Downloaded CSV does not have all the values (capped to 100k?)

Hello everyone,

Today I tried to download the CSV representation of a logged metric of a run of mine and found that the number of rows is capped at 100k. The run logged the metric every step, this is why I was expecting 300k entries.

Using the Python API also only yields 100k entries.

A few months ago I could access all 300k entries through the API. What has happened in the meantime?

Best,
Ramil

Hi @ramil , happy to help.

To further investigate the case, is it possible for you to send a link to your run where you are seeing this behavior (you can keep the project private and wandb admins can access). You can also send it to us via email to support@wandb.com or in community thread.

Additionally, can you provide us code snippet of how you are trying to access all data through our API please.

Thanks.

Hi @joana-marie ,

thank you for your answer.

You can see this behavior for example for this run: Weights & Biases if you try to download the metrics “step_std”, “step_lambda”, “step_q_mean” under the tab “rollout”. Note that the metrics are called “step_” exactly because they are logged in every step of the environment.

For the API call, I was using the code snippet:

run_ids = {
‘0.8-Agent’: ‘ramil/Uncertainty_MA/85rp8ana’
}
runs = [api.run(run_id) for run_id in run_ids.values()]
metrics = [run.scan_history(page_size=1000000) for run in runs]
keys = [‘_step’, ‘Charts/episode_step’, ‘rollout/step_std’, ‘rollout/step_lambda’]
data = [[[row[key] for key in keys] for row in metric] for metric in metrics]

This code was working just a few months ago, now it only returns 100k entries. The entries seem to be sampled from the entirety of entries.

Thank you for your help!
Ramil

Hello @ramil , thank you for providing all the information, we will try to repo this on our end and will get back to you.

Hi @ramil , the export limits are hard coded for backend performance reasons, you will not be able to export the entire run history data to a csv or through run.history via api.

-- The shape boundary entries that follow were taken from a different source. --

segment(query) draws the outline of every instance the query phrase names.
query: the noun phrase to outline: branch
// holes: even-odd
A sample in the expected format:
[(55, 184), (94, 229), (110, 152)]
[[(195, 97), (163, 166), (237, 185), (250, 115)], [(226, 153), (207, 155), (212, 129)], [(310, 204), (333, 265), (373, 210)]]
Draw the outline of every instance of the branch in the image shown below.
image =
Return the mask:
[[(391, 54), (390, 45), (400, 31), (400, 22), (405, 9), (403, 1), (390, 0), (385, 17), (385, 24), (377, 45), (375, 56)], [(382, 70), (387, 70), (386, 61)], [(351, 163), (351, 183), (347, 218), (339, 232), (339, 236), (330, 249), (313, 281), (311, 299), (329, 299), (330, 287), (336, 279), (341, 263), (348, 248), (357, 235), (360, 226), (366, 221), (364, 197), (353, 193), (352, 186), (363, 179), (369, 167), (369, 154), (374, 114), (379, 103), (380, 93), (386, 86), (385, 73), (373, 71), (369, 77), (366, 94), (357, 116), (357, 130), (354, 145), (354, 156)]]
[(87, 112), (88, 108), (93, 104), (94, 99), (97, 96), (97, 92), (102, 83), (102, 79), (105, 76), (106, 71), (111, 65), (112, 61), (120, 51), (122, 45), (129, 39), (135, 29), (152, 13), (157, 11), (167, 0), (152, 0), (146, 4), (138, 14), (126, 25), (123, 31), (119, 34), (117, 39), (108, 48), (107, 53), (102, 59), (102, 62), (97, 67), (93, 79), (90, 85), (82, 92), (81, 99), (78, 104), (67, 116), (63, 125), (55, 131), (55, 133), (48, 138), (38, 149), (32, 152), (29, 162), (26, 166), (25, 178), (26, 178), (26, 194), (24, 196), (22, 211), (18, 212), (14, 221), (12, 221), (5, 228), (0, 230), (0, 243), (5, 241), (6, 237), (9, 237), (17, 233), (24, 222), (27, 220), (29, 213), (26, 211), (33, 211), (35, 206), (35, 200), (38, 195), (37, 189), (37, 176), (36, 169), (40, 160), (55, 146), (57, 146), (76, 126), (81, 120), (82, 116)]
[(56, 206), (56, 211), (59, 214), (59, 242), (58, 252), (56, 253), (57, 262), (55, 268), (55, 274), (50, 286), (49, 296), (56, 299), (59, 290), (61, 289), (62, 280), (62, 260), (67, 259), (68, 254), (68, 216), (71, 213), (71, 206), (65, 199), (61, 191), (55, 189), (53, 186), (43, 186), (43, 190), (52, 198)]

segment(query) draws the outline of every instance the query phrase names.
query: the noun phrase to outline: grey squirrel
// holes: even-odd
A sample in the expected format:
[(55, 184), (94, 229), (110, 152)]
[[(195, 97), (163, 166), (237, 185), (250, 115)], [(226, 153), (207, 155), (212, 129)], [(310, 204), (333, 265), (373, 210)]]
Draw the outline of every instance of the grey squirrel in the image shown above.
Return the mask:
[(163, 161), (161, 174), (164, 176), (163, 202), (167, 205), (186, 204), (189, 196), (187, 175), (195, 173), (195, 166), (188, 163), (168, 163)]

To access the complete run history, you must download the runs history artifact parquet file, example for 500k step run. Then for example you can use pandas to read this history.

Extract the artifact, from project above - you can try this out as it is an open public project

import wandb
run = wandb.init()
artifact = run.use_artifact('wandb-apac/csv-export-test/run-6knjjh91-history:v0', type='wandb-history')
artifact_dir = artifact.download()

Read through pandas

import pandas as pd
df = pd.read_parquet('<path to .parquet file>')
#logic to export to csv or other

Hope this help and please let me know if you have any questions.

Hi @ramil , since we have not heard back from you we are going to close this request. If you would like to re-open the conversation, please let us know!